Saturday, 20 August 2011

Birtwistle, Angel Fighter, BBC Proms

Another day, another new opera in London town. Today I saw the UK premiere of Angel Fighter, a new work which is essentially a short opera (people will probably want to call it a cantata). It was commissioned by the Leipzig Bach Festival and, in situ, sounds something like this:



The performance I heard was at London's Cadogan Hall, a much dryer acoustic than the Thomaskirche Leipzig, with a strange vertical nature - the sounds rolls up, not out. This is important as I found myself struggling to get to grips with the text. This is a characteristic of Sir Harrison Birtwistle's music. For all its surprisingly meticulous orchestration it really comes at you with minimum violence, making almost insuperable demands on the soloists.

Quite apart from their gifts as singers I wouldn't have minded seeing Andrew Watts and Jeffrey Lloyd-Roberts go head to head in a real fight. These two mean are well-built and immediately put me in mind of Jacob Epstein's sculpture of the same title (right; although the homoeroticism of the sculpture isn't something at all apparent in Birtwistle's piece, the composer himself referring to a painting instead).

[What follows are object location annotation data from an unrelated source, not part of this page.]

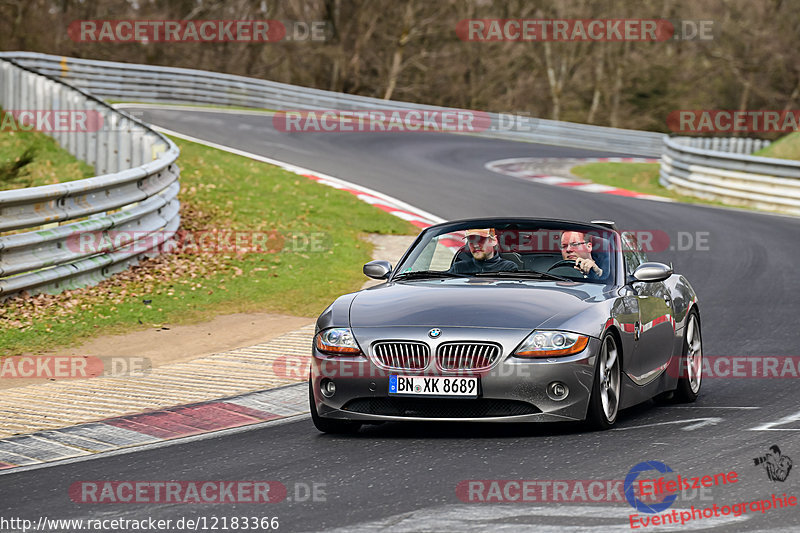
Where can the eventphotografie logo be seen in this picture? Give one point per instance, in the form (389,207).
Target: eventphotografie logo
(775,463)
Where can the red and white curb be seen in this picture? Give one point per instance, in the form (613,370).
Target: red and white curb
(528,168)
(154,426)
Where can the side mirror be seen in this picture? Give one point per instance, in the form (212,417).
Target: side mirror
(652,272)
(379,269)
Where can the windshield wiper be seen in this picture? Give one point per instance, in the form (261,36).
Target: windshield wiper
(523,274)
(423,274)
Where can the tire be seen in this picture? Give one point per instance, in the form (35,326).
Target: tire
(604,401)
(329,425)
(691,366)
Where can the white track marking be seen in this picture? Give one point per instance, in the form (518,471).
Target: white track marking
(698,423)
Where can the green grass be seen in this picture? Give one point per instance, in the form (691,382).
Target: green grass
(30,159)
(638,177)
(223,191)
(787,147)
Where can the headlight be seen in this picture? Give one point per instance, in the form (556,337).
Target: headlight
(337,341)
(551,343)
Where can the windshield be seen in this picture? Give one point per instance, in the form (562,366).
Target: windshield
(512,250)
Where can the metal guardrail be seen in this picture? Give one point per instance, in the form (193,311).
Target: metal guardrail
(145,190)
(731,178)
(147,83)
(136,193)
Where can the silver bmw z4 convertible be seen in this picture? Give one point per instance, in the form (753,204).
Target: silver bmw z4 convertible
(508,320)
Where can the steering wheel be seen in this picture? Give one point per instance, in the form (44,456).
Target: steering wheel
(562,263)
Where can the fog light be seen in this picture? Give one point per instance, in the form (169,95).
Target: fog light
(327,387)
(557,391)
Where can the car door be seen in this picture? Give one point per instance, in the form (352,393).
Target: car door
(655,327)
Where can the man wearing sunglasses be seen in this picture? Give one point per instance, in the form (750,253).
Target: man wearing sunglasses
(483,257)
(576,246)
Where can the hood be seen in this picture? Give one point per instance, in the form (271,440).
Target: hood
(470,303)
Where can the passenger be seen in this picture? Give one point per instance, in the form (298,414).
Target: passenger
(575,246)
(482,245)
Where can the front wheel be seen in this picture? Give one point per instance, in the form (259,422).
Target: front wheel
(328,425)
(605,399)
(691,367)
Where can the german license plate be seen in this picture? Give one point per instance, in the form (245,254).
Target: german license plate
(465,387)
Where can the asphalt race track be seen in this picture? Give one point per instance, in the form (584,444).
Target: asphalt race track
(404,477)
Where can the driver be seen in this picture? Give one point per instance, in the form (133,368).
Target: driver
(482,244)
(575,246)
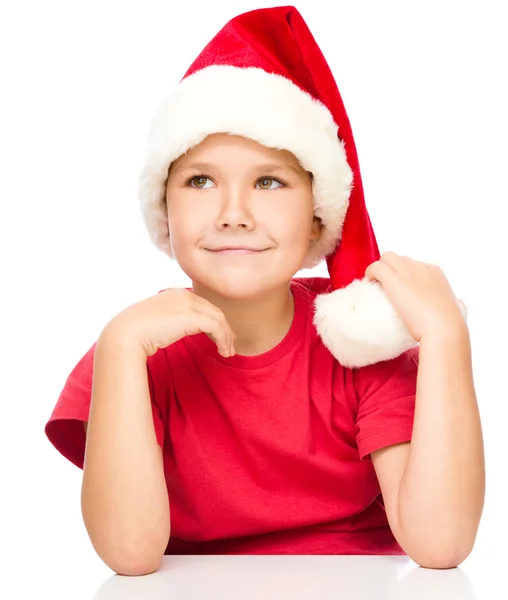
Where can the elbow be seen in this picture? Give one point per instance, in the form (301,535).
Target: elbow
(133,564)
(440,557)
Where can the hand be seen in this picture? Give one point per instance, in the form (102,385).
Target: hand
(419,292)
(161,320)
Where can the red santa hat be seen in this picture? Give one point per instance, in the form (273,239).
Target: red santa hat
(264,77)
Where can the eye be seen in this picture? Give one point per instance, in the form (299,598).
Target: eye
(265,183)
(199,181)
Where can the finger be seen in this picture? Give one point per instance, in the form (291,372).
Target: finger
(220,332)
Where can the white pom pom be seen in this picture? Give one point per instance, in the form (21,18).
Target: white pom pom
(359,325)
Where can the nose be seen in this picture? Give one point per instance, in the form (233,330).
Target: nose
(235,210)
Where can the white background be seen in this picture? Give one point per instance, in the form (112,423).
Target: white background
(424,84)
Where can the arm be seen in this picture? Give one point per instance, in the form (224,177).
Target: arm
(124,497)
(434,487)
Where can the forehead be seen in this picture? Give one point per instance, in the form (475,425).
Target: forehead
(219,145)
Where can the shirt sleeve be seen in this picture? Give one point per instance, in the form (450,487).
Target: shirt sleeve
(386,394)
(65,429)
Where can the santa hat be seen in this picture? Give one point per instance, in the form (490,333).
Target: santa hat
(264,77)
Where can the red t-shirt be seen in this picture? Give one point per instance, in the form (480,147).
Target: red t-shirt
(266,454)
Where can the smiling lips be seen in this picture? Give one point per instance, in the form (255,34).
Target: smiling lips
(236,250)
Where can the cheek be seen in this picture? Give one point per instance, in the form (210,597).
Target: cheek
(291,221)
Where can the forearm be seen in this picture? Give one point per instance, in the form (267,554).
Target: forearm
(124,496)
(441,494)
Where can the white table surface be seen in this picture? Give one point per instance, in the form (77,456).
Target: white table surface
(295,577)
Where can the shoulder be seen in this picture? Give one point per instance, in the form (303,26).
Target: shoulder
(311,287)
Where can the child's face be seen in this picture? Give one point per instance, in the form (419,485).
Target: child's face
(240,194)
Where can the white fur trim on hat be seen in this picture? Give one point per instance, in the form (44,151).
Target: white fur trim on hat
(262,106)
(359,325)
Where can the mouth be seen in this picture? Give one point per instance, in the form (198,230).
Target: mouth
(236,250)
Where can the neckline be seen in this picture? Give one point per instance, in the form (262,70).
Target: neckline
(258,361)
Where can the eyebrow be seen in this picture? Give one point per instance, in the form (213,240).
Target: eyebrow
(264,168)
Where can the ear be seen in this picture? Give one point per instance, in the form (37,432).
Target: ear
(316,230)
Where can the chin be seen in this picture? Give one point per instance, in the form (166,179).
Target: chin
(243,286)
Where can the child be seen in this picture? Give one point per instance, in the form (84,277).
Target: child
(259,413)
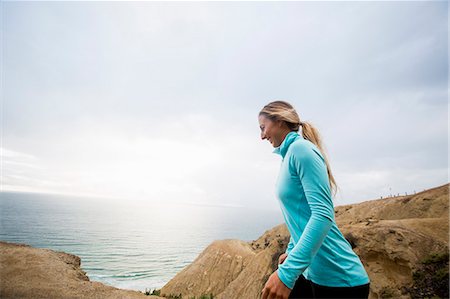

Watts' initial entry was from the back of the hall where one was able to hear his forward, clarion, well-modulated tone. But on stage both were assaulted with the timbre-saturation and volume coming from behind them and it was difficult to really make them out. The BBC Singers, who warmed up into some quality ensemble singing in the first piece of the programme (Peter Maxwell-Davies' Il rozzo martello) were better defined but only as they had a more nebulous character, as is defined in Stephen Plaice's lyric appropriation of the tale.

Indeed this turned out to be yet another typical Birtwistle experience after Royal Opera's The Minotaur and the Mask of Orpheus Prom from a couple of years back. You fight to hear the buried orchestration and the metaphor of struggle is directly resosnant with the conflict going on right at the surface of the music. When a certain dramatic irony is involved to colour this experience - as in the ENO's recent Punch & Judy at the Young Vic - this can become quite an invigorating experience. However, with a really wonderfully balanced performance of Georges Aperghis's 'piano concerto' Champ-Contrechamp prior to it (the London Sinfonietta with Nicolas Hodges) as well as the tonally contra-distinct colours conjured by the BBC Singers in the Peter Maxwell-Davies, I found myself combing through the bluster of the Birtwsitle for comparatively little return.